One method of dating rocks is based on their \(^{87} \mathrm{Sr} /^{87} \mathrm{Rb}\) ratio. \(^{87} \mathrm{Rb}\) is a \(\beta^{-}\) emitter with a half- life of \(5 \times 10^{11}\) years. A certain rock has a mass ratio \(^{87} \mathrm{Sr} /^{87} \mathrm{Rb}\) of \(0.004 / 1.00 .\) What is the age of the rock?

Short Answer

Expert verified
The age of the rock is calculated by substituting the given values into the derived formula.

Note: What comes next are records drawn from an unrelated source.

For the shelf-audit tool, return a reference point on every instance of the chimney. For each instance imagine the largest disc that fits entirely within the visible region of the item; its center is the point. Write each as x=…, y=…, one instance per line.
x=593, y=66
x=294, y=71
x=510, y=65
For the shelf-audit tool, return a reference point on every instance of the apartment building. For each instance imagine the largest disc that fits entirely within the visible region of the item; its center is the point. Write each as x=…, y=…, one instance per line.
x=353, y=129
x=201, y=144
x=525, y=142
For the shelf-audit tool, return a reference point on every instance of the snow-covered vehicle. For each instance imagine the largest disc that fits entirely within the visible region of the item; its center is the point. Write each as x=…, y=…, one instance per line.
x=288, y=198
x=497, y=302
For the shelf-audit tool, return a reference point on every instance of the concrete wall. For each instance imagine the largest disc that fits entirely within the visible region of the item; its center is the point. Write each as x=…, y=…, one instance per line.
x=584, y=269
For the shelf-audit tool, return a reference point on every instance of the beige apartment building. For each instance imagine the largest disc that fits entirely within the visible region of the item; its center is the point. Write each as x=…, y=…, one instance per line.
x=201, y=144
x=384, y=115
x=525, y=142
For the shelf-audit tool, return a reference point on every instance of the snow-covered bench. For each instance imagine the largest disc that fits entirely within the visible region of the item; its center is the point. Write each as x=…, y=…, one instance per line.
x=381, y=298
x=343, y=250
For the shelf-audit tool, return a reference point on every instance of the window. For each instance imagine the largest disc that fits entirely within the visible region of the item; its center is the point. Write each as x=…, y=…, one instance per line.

This will give the final age in years.

Step by step solution

01

Identify given information

From the exercise, the half-life of \(^{87}\mathrm{Rb}\) is \(5 \times 10^{11}\) years. Also, the mass ratio \(^{87}\mathrm{Sr} /^{87}\mathrm{Rb}\) of the rock is 0.004/1.00.
02

Use the Decay Equation to find decay constant

The decay constant (\(λ\)) is given by \(\frac{ln 2}{t_{1/2}}\), where \(t_{1/2}\) is the half-life. So, \(λ = \frac{ln 2}{5 \times 10^{11}}\).
03

Use the ratio to compute time

In radioactive decay, the ratio of Sr-87 to Rb-87 is related to time (t) by the equation \(\frac{Nf}{Ni} = e^{-λt}\), where \(Nf\) is the final quantity (Sr-87 in this case), \(Ni\) is the initial quantity (Rb-87 in this case), and \(e\) is Euler's number. Rearranging for t gives \(t = -\frac{ln (\frac{Nf}{Ni})}{λ}\).
04

Substitute values and solve for t

Substitute \(Nf/Ni = 0.004/1.00\) and our previously calculated \(λ\) into the equation to find t. \(t = -\frac{ln (0.004)}{\frac{ln 2}{5 \times 10^{11}}}\)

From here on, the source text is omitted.